Given an array of positive integers that may contain duplicate values, your task is to determine how many times each distinct element appears in the array.

Return the result as a list of pairs, where each pair contains a distinct element and its frequency (count of occurrences). The pairs should preserve the order in which distinct elements first appear in the input array.

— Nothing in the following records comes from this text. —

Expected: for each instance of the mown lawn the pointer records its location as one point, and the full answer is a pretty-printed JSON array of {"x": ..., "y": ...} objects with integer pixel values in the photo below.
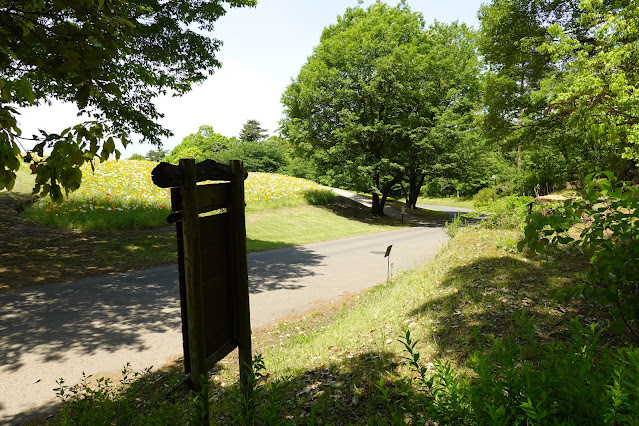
[{"x": 34, "y": 253}]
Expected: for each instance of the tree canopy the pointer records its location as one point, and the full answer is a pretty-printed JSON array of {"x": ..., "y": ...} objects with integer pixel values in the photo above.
[
  {"x": 252, "y": 131},
  {"x": 560, "y": 86},
  {"x": 364, "y": 103},
  {"x": 110, "y": 58}
]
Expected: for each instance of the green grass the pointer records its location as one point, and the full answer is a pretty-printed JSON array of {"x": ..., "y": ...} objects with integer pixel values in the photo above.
[
  {"x": 461, "y": 202},
  {"x": 34, "y": 253},
  {"x": 120, "y": 195},
  {"x": 287, "y": 226}
]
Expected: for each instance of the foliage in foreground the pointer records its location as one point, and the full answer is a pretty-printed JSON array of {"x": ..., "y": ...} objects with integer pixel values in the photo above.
[
  {"x": 510, "y": 380},
  {"x": 349, "y": 366},
  {"x": 110, "y": 58}
]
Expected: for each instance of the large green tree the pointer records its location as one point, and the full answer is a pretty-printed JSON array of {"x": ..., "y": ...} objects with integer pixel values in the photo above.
[
  {"x": 559, "y": 88},
  {"x": 110, "y": 58},
  {"x": 252, "y": 131},
  {"x": 509, "y": 39},
  {"x": 444, "y": 132},
  {"x": 356, "y": 101},
  {"x": 597, "y": 89}
]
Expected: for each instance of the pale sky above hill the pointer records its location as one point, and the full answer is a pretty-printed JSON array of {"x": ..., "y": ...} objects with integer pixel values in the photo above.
[{"x": 264, "y": 48}]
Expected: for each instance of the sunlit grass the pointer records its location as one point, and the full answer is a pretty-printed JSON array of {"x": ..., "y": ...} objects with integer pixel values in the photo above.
[
  {"x": 120, "y": 194},
  {"x": 461, "y": 202}
]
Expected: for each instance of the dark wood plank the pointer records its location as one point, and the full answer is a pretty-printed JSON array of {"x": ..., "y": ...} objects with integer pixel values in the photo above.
[
  {"x": 240, "y": 271},
  {"x": 193, "y": 274},
  {"x": 167, "y": 175}
]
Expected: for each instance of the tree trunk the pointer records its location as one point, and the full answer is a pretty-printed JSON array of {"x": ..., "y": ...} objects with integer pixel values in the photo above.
[
  {"x": 415, "y": 183},
  {"x": 377, "y": 209}
]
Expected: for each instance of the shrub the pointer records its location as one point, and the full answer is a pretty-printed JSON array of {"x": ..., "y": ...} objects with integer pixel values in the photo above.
[
  {"x": 483, "y": 196},
  {"x": 508, "y": 212},
  {"x": 607, "y": 226},
  {"x": 316, "y": 197},
  {"x": 519, "y": 380},
  {"x": 267, "y": 156}
]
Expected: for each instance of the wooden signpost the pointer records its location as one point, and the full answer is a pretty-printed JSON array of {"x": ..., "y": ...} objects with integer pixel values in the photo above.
[{"x": 212, "y": 263}]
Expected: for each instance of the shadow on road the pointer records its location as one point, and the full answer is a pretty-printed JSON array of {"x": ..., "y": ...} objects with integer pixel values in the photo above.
[
  {"x": 269, "y": 270},
  {"x": 108, "y": 313},
  {"x": 54, "y": 321}
]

This is one of the most fundamental problems in programming — frequency counting is a building block for countless algorithms including finding majority elements, detecting duplicates, grouping anagrams, and much more.

Examples

Example 1

Input: arr = [1, 2, 2, 3, 3, 5]

Output: [[1, 1], [2, 2], [3, 2], [5, 1]]

Explanation: Element 1 appears once, element 2 appears twice, element 3 appears twice, and element 5 appears once. Each distinct element is paired with its count.

Example 2

Input: arr = [1, 5, 6, 7, 7]

Output: [[1, 1], [5, 1], [6, 1], [7, 2]]

Explanation: Elements 1, 5, and 6 each appear once. Element 7 appears twice. The output lists each distinct element alongside its occurrence count.

Example 3

Input: arr = [4, 4, 4, 4]

Output: [[4, 4]]

Explanation: There is only one distinct element (4) and it appears four times. This is an edge case where all elements are the same.

Constraints

  • 1 ≤ arr.size() ≤ 10^5
  • 1 ≤ arr[i] ≤ 10^9

Editorial

Brute Force

Intuition

The most natural approach is to pick each element one by one and count how many times it appears by scanning the entire array. To avoid counting the same element multiple times, we keep a visited array that marks which positions we have already counted.

Imagine you are a teacher taking attendance from a list of names. You start with the first name, count how many times it appears in the entire list, then cross out every copy. You repeat this for the next un-crossed name until every name is accounted for.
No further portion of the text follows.